Entre os desafios enfrentados por membros da comunidade LGBTQIAPN+ no mercado de trabalho, sentimento de insuficiência e busca por validação ganham destaque
POR BÁRBARA VETOS
A síndrome do impostor é um fenômeno que faz com que as pessoas duvidem de si mesmas e não se achem aptas ou boas o suficiente para exercerem determinada função. Elas sentem como se não fossem merecedoras e estivessem o tempo todo enganando as pessoas ao redor.
Apesar de ser conhecida como síndrome, não é propriamente uma doença, mas um conjunto de sentimentos comumente manifestados no meio acadêmico ou corporativo. De acordo com uma pesquisa da Universidade Dominicana da Califórnia, 70% dos profissionais admitem já terem se sentido assim pelo menos uma vez na vida.
Realidade que pode ser ainda mais crítica para membros de grupos minorizados, como a comunidade LGBTQIAPN+. “Sinto que já nascemos com a síndrome do impostor, porque temos que conquistar a aceitação desde pequenos e em todos os espaços”, diz Gabriel Gatto, consultor e analista em RH na TOTVS.
Para boa parte dessa população, o mercado de trabalho pode também significar o enfrentamento de uma série de desafios, como situações de preconceito e microagressões diárias. Uma pesquisa de 2022 da plataforma de recrutamento e seleção de empregos da Catho mostrou que 52% dos entrevistados sofrem discriminação no trabalho com frequência e 45% não falam abertamente sobre sua orientação sexual. Já os cargos de liderança só são ocupados por 8% dessa população, segundo levantamento da consultoria Great Place To Work (GPTW).

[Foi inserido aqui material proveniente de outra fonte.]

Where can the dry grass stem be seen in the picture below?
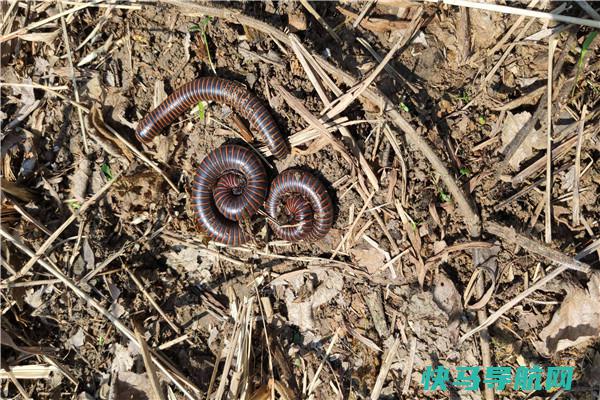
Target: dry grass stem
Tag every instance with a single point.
(153, 302)
(554, 256)
(525, 12)
(548, 213)
(315, 380)
(73, 80)
(465, 207)
(147, 358)
(320, 19)
(80, 211)
(94, 304)
(410, 366)
(385, 369)
(42, 22)
(576, 178)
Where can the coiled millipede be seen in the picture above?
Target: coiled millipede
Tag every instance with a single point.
(230, 184)
(306, 202)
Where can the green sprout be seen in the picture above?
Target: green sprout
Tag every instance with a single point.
(464, 96)
(107, 171)
(444, 197)
(73, 204)
(201, 28)
(584, 49)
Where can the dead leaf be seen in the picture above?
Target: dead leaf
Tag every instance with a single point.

“Quando eu assumi o cargo de liderança em que eu estou hoje, eu achava que eu não daria conta. Tentava me provar o tempo todo, pensado o que eu deveria fazer para ser aceito pelos outros”, relata Gatto. O trauma vem de experiências anteriores, em que seu antigo gestor falava para ele tomar cuidado para não “desmunhecar” ou falar com a voz mais fina durante reuniões com grandes executivos. “É uma coisa que fica no subconsciente e vai sendo alimentada ao longo da vida.”
Lideranças e o favorecimento de pessoas do mesmo grupo
Um estudo realizado pela Fuqua School of Business da Duke University, nos Estados Unidos, mostrou que a adoção de práticas de diversidade e inclusão nas empresas pode ter um impacto distinto dependendo de quem está por trás disso. Os resultados mostram que as opiniões dos funcionários foram piores quando os líderes negros e asiáticos se envolveram em ações em prol de suas respectivas etnias – eles os acusavam de favoritismo a pessoas do mesmo grupo. Os que estiveram ligados a causas inter-raciais foram melhor ranqueados pelos 301 entrevistados e vistos como lideranças eficazes.
Apesar de o levantamento americano focar em questões raciais, Gatto comenta que o mesmo acontece com membros da comunidade LGBTQIAPN+. “Já ouvi comentários de que estava contratando outro homem gay para favorecer, porque queria namorar a pessoa.” Para ele, não faz sentido uma liderança ser elogiada por adotar uma prática e outra ser criticada por ter a mesma atitude.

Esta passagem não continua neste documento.